Blind Obsession is another psycho-thriller from Pierre David. David has produced numerous of these – The Paper Boy (1994), Stalked (1994), The Secretary (1995), Daddy’s Girl (1996), The Dentist (1996), Cupid (1997), The Landlady (1997), Man of Her Dreams (1997), The Nurse (1997), Someone is Watching (1999), The Perfect Nanny (2000), The Perfect Tenant (2000), The Perfect Wife (2001) and The Perfect Husband (2004), among many others. Most of Pierre David’s psycho-thrillers fall into an easy formula, usually involving a placid middle-class household being threatened by a stranger seeking revenge. With some of his later psycho-thrillers – A Clean Kill/Her Married Lover (1999), Living in Fear (2001) and the remarkable Alone with a Stranger (2000) – David began shaking his formula up with fascinating results. Blind Obsession is one of these occasions.

Blind Obsession starts out ordinarily. The scene where Brad Johnson is shot is routine and not terribly exciting.
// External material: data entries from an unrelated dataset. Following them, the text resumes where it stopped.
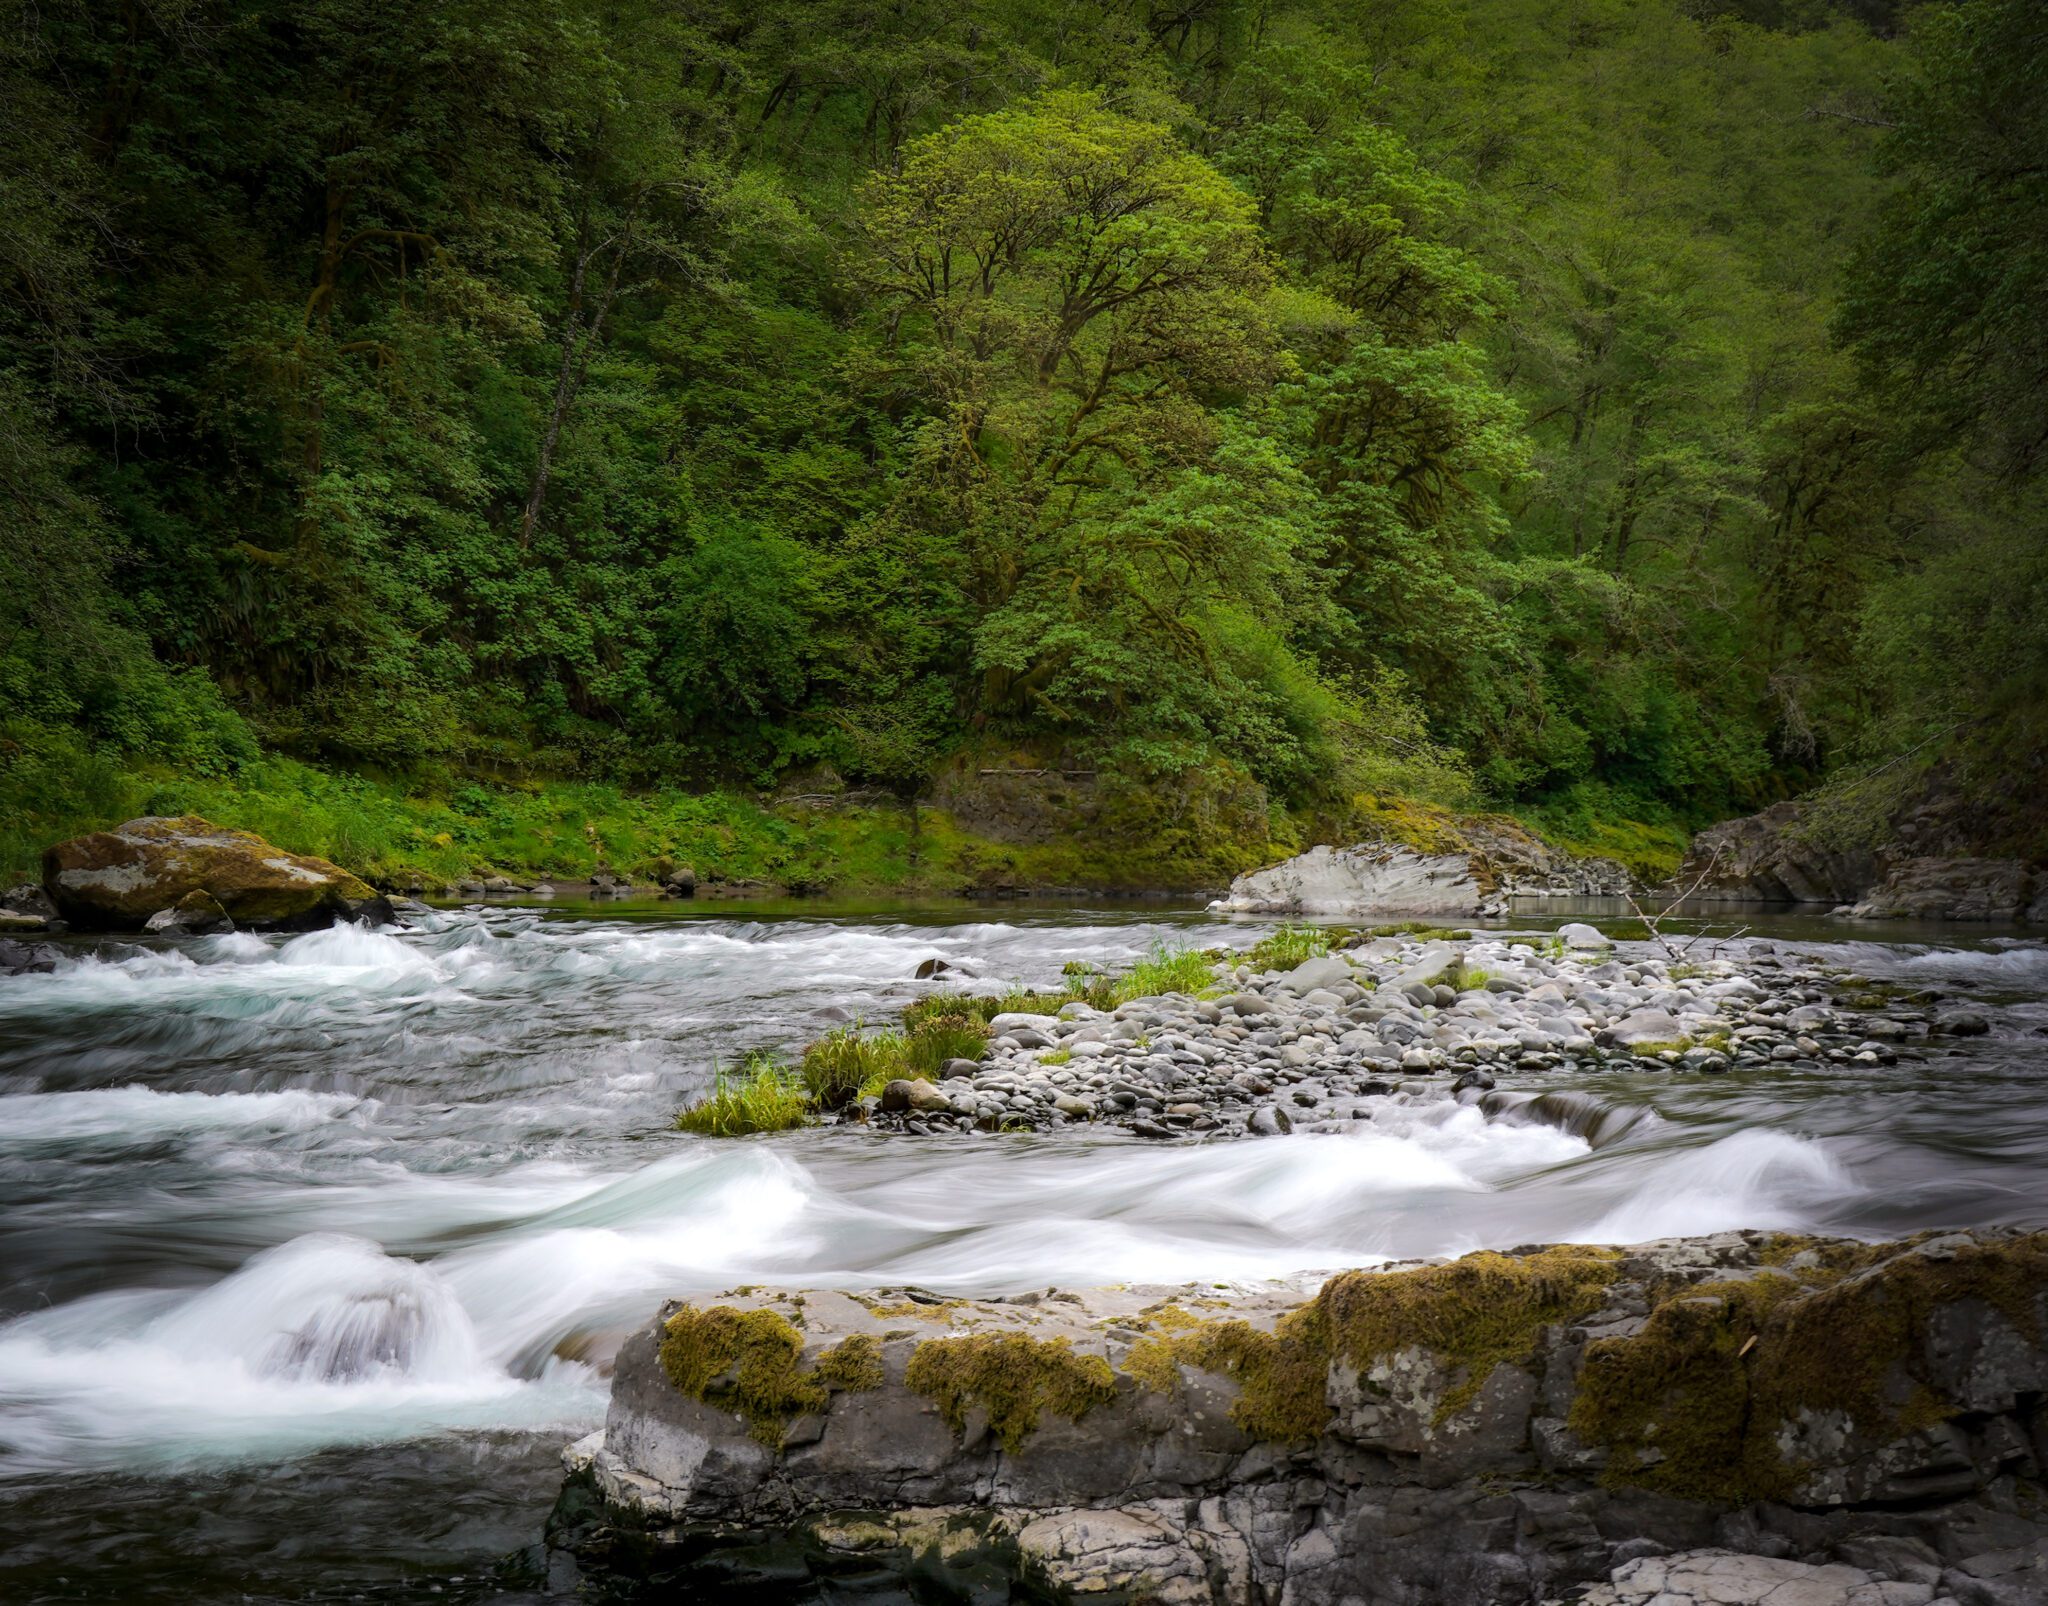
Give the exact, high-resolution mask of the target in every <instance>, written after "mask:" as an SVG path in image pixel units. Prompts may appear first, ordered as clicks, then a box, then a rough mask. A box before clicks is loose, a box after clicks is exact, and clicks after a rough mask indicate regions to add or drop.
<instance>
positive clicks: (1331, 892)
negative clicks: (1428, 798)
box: [1210, 842, 1487, 916]
mask: <svg viewBox="0 0 2048 1606" xmlns="http://www.w3.org/2000/svg"><path fill="white" fill-rule="evenodd" d="M1485 903H1487V893H1485V889H1483V887H1481V885H1479V881H1477V879H1473V867H1470V860H1466V858H1464V856H1460V854H1419V852H1413V850H1409V848H1386V846H1378V844H1370V842H1368V844H1360V846H1356V848H1309V852H1305V854H1296V856H1294V858H1288V860H1286V862H1284V864H1274V867H1270V869H1264V871H1249V873H1247V875H1241V877H1237V879H1235V881H1233V883H1231V893H1229V897H1223V899H1219V901H1217V903H1212V905H1210V907H1217V910H1233V912H1241V914H1331V916H1364V914H1454V916H1458V914H1479V910H1481V905H1485Z"/></svg>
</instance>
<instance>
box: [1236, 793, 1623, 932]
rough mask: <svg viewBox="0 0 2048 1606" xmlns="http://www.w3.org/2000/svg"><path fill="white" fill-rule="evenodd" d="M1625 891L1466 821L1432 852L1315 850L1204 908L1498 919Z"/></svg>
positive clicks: (1554, 851)
mask: <svg viewBox="0 0 2048 1606" xmlns="http://www.w3.org/2000/svg"><path fill="white" fill-rule="evenodd" d="M1632 885H1634V881H1632V877H1630V875H1628V869H1626V867H1624V864H1620V862H1618V860H1614V858H1579V856H1573V854H1567V852H1561V850H1559V848H1552V846H1550V844H1548V842H1544V840H1542V838H1538V836H1534V834H1532V832H1528V830H1524V828H1520V826H1516V823H1513V821H1511V819H1499V817H1487V815H1466V817H1458V819H1456V832H1454V840H1450V842H1446V844H1442V848H1438V850H1423V848H1415V846H1405V844H1401V842H1360V844H1356V846H1348V848H1339V846H1317V848H1309V852H1303V854H1296V856H1294V858H1288V860H1284V862H1280V864H1272V867H1268V869H1262V871H1249V873H1245V875H1241V877H1237V879H1235V881H1233V883H1231V891H1229V893H1227V895H1225V897H1221V899H1217V901H1214V903H1212V905H1210V907H1212V910H1219V912H1227V914H1288V916H1300V914H1315V916H1331V918H1341V920H1358V918H1384V916H1391V914H1436V916H1497V914H1507V910H1509V903H1511V899H1516V897H1614V895H1620V893H1626V891H1630V889H1632Z"/></svg>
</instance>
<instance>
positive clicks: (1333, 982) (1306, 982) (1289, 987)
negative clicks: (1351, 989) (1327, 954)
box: [1280, 955, 1356, 996]
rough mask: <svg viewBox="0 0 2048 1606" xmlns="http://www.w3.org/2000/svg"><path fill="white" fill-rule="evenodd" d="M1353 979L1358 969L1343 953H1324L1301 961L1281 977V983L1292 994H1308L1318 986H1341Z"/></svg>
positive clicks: (1287, 990)
mask: <svg viewBox="0 0 2048 1606" xmlns="http://www.w3.org/2000/svg"><path fill="white" fill-rule="evenodd" d="M1352 979H1356V971H1352V965H1350V961H1348V959H1343V955H1323V957H1321V959H1305V961H1300V965H1296V967H1294V969H1292V971H1288V973H1286V975H1284V977H1282V979H1280V985H1282V987H1284V989H1286V991H1290V994H1298V996H1307V994H1313V991H1315V989H1317V987H1339V985H1343V983H1346V981H1352Z"/></svg>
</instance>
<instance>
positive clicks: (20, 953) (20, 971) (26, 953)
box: [0, 936, 63, 975]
It is not until Megan Gallagher suddenly steals the key to Brad Johnson’s house that the film starts to enter the rather interesting. The scenario we are abruptly propelled into where Megan Gallagher starts secretly entering the house and simply watching Brad Johnson, with him blind and unaware of her presence, immediately obtains a compulsive grip, not to mention makes you wonder what on earth is going on.

An imprisoned Megan Gallagher in Blind Obsession (2001)
An imprisoned Megan Gallagher

The spins the story keeps throwing on what is happening – the hitman entering the house to eliminate Brad Johnson as witness to the robbery, Megan Gallagher stabbing him with a kitchen knife and disposing of the body, all without Johnson ever knowing what is happening; or Johnson’s friend (Leslie Hardy) entering the house as Gallagher is there, Gallagher having to hide but realising she has left her shoes under the chair; and then when the disturbed sister starts getting into the act – all keep one intensely engrossed.

Blind Obsession eventually becomes quite a remarkable spin on the usual Pierre David formula. There is the odd cliche – like that of the blind person who regain their eyesight during the climactic moments, which turns up in almost every blindness thriller – but mostly Blind Obsession is clever and original.

Megan Gallagher is an actress who has carved out a relatively unremarkable career, usually playing mom parts in tv movies and the occasional continuing roles in shows – as a cop on the last two seasons of Hill Street Blues (1981-7) and as Lance Henriksen’s wife in the first two seasons of Millennium (1996-9). A role like this gives Gallagher a chance to stretch and show the underrated potential that one always believed she had. Brad Johnson provides solid support, albeit looking more like Tom Berenger than ever.